Я отвернулась, и гнетущая тишина повисла между нами.

– Я умоляю тебя за моего сына, – сказал он тихо. Я закрыла глаза, попыталась глотнуть, но ком стоял у меня в горле. Было такое ощущение, будто я проглотила камешек и он застрял у меня в груди. Я кивнула.

– Я скажу Полю, что не могу сделать этого, – произнесла я. – Но не знаю, понимаете ли вы, как сильно хочет этого он сам.

– Понимаю. Я готов сделать все, что могу, лишь бы помочь ему преодолеть это.

– Только не предлагайте ему купить что-нибудь, – предупредила я, глаза мои горели огнем. Казалось, он сжался в качалке. – Он ведь не дедушка Джек.

– Я знаю. – Через минуту он добавил: – Хочу попросить тебя еще об одном одолжении.

– Что еще? – вспыхнула я, мой гнев бушевал, как кипящее молоко в горшке.

– Пожалуйста, не говори ему, что я приходил сегодня. Я послал его с поручением, чтобы он не мог помешать мне нанести тебе этот визит и не узнал об этом. Если он узнает…

– Я ему не скажу.

– Спасибо. – Он встал. – Ты прекрасная молодая женщина и очень красивая. Я уверен, когда-нибудь ты найдешь свое счастье, и если тебе что-нибудь нужно, если я могу что-то сделать для тебя…

– Ничего, – сказала я резко.

Он увидел гнев в моих глазах, и улыбка исчезла с его лица.

– Я ухожу, – сказал он.

Я не поднялась. Я сидела, уставившись в пол, пока не услышала, как он вышел, завел машину и уехал.
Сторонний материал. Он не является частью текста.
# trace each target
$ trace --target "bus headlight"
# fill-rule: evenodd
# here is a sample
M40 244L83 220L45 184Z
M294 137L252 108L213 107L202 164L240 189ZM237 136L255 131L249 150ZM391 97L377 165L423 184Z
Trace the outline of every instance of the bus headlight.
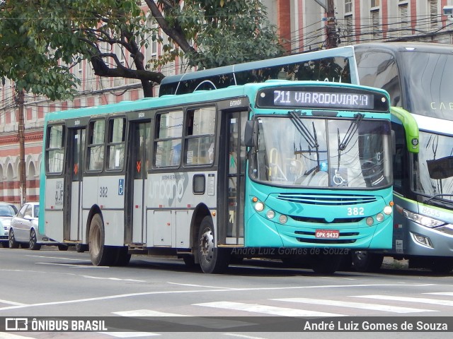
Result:
M264 203L259 201L256 203L255 204L255 210L256 210L257 212L261 212L264 210Z
M268 219L273 219L275 216L275 212L274 212L272 210L269 210L266 213L266 217L268 217Z
M384 213L387 215L390 215L391 214L392 210L393 210L393 208L391 206L385 206L384 208Z
M427 217L426 215L422 215L420 214L414 213L413 212L409 212L407 210L403 210L403 215L418 224L425 226L425 227L437 227L437 226L442 226L445 225L443 221L432 219L432 218Z
M368 217L367 218L367 225L368 226L372 226L374 223L374 220L373 220L373 218L372 217Z
M381 222L382 220L384 220L384 215L382 213L377 213L376 215L376 220Z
Тогда я бросилась на диванчик и плакала, пока у меня не осталось больше слез.

2. Незаконченное дело

Когда Перл проснулась после своего дневного сна, я опять вынесла ее на воздух, а сама села у придорожного лотка в ожидании случайного покупателя в этот неурочный час. Жизнь постепенно замирала, и наконец дорога полностью опустела, заходящее солнце бросало вокруг длинные тени, день клонился к вечеру.